O plenário do Supremo Tribunal Federal estabeleceu, nesta quarta (29), critérios para responsabilizar veículos de imprensa por declarações de entrevistados que imputam falsamente crimes a terceiros. A tese firmada pelos ministros que pode levar à autocensura ou facilitar a criminalização do trabalho da imprensa.
“A decisão interfere na liberdade de imprensa e impõe uma responsabilidade desproporcional aos veículos e os jornalistas, que não são instâncias formais de apuração de crimes – trabalho que, inclusive, o sistema de Justiça deveria fazer melhor”, afirmou à coluna a constitucionalista Eloísa Machado, professora da FGV-Direito-SP.
Na avaliação dela, a decisão “ignora que o Poder Judiciário brasileiro, em geral, se sente muito confortável em censurar matérias jornalísticas, sobretudo envolvendo autoridades”.
Para Machado, “haverá uma avalanche de censura judicial”.
Por exemplo, o que vai ocorrer com juízes de primeira instância que ostentam relação de proximidade com políticos e grandes empresários? Magistrados guiados pela má fé podem aproveitar a tese para ver “indícios concretos de falsidade da imputação” onde eles não existem ou afirmar que o veículo deixou de lado o seu “dever de cuidado” na verificação de fatos e na divulgação dos indícios, condições citadas na tese hoje aprovada pelos ministros.
A decisão pode ser revertida em uma segunda instância ou em um tribunal superior. Mas nem todos os veículos podem arcar com esses custos e os que podem já estão sobrecarregados. Hoje, já é alto o número de ações judiciais descabidas para constranger a imprensa, seja ela tradicional, alternativa ou independente.

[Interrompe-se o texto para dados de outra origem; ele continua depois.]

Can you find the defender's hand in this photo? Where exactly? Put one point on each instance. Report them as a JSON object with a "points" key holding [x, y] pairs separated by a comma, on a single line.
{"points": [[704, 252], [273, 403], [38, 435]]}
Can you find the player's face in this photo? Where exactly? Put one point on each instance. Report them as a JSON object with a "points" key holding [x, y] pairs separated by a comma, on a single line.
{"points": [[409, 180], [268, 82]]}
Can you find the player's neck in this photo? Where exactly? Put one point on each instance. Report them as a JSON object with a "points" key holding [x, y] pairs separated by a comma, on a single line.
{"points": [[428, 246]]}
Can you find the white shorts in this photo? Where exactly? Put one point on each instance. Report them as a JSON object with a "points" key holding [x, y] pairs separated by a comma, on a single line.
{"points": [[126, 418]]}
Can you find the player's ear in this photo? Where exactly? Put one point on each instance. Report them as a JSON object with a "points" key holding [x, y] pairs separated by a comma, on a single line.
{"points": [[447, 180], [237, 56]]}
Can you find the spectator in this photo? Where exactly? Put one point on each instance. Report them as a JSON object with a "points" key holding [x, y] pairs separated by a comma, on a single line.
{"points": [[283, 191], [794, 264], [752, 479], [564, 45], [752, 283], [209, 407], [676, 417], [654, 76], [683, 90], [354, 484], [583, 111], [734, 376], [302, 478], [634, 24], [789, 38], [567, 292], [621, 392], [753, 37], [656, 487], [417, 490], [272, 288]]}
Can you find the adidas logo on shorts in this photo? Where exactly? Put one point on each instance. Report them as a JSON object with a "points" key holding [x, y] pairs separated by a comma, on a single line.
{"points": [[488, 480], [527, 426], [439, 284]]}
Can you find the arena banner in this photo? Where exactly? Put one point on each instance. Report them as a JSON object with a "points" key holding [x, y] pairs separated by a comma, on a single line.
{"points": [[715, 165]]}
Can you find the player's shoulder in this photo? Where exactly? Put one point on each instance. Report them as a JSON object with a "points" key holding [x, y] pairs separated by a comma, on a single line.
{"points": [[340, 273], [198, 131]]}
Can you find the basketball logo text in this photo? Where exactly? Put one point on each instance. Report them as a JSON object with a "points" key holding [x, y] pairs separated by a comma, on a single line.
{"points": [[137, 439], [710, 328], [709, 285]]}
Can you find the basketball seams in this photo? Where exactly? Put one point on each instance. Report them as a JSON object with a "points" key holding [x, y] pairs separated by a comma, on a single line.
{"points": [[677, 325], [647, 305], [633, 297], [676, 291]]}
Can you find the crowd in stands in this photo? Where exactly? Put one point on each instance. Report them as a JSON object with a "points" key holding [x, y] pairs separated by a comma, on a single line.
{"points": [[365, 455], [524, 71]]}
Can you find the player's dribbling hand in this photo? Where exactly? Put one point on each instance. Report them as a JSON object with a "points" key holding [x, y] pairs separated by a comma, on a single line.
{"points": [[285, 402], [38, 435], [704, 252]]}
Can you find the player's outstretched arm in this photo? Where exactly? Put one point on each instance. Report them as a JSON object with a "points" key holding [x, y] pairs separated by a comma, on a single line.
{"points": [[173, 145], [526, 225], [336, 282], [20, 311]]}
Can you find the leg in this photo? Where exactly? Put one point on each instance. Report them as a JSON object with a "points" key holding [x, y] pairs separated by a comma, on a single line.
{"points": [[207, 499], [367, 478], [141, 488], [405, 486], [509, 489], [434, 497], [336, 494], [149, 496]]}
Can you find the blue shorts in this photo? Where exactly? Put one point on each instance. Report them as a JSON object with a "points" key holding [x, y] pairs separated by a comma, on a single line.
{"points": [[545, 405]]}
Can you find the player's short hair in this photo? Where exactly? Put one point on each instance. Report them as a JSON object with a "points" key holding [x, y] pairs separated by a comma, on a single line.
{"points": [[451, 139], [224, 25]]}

Além disso, a tese pode afetar, inclusive, a cobertura das eleições. O que fazer em uma entrevista com candidatos? Nem todo veículo de imprensa pode fazer checagem em tempo real, o que pode levar a uma elitização do trabalho jornalístico ou, simplesmente, o seu enfraquecimento.
Veículos de imprensa e jornalistas já podem (e são) punidos hoje por erros e falhas, inclusive sendo alvo de processos por injúria, calúnia e difamação. No afã de garantir os essenciais limites para a liberdade de expressão, que como todos os direitos são limitados por outros direitos, a corte acaba por facilitar a vida de quem não se preocupa com eles.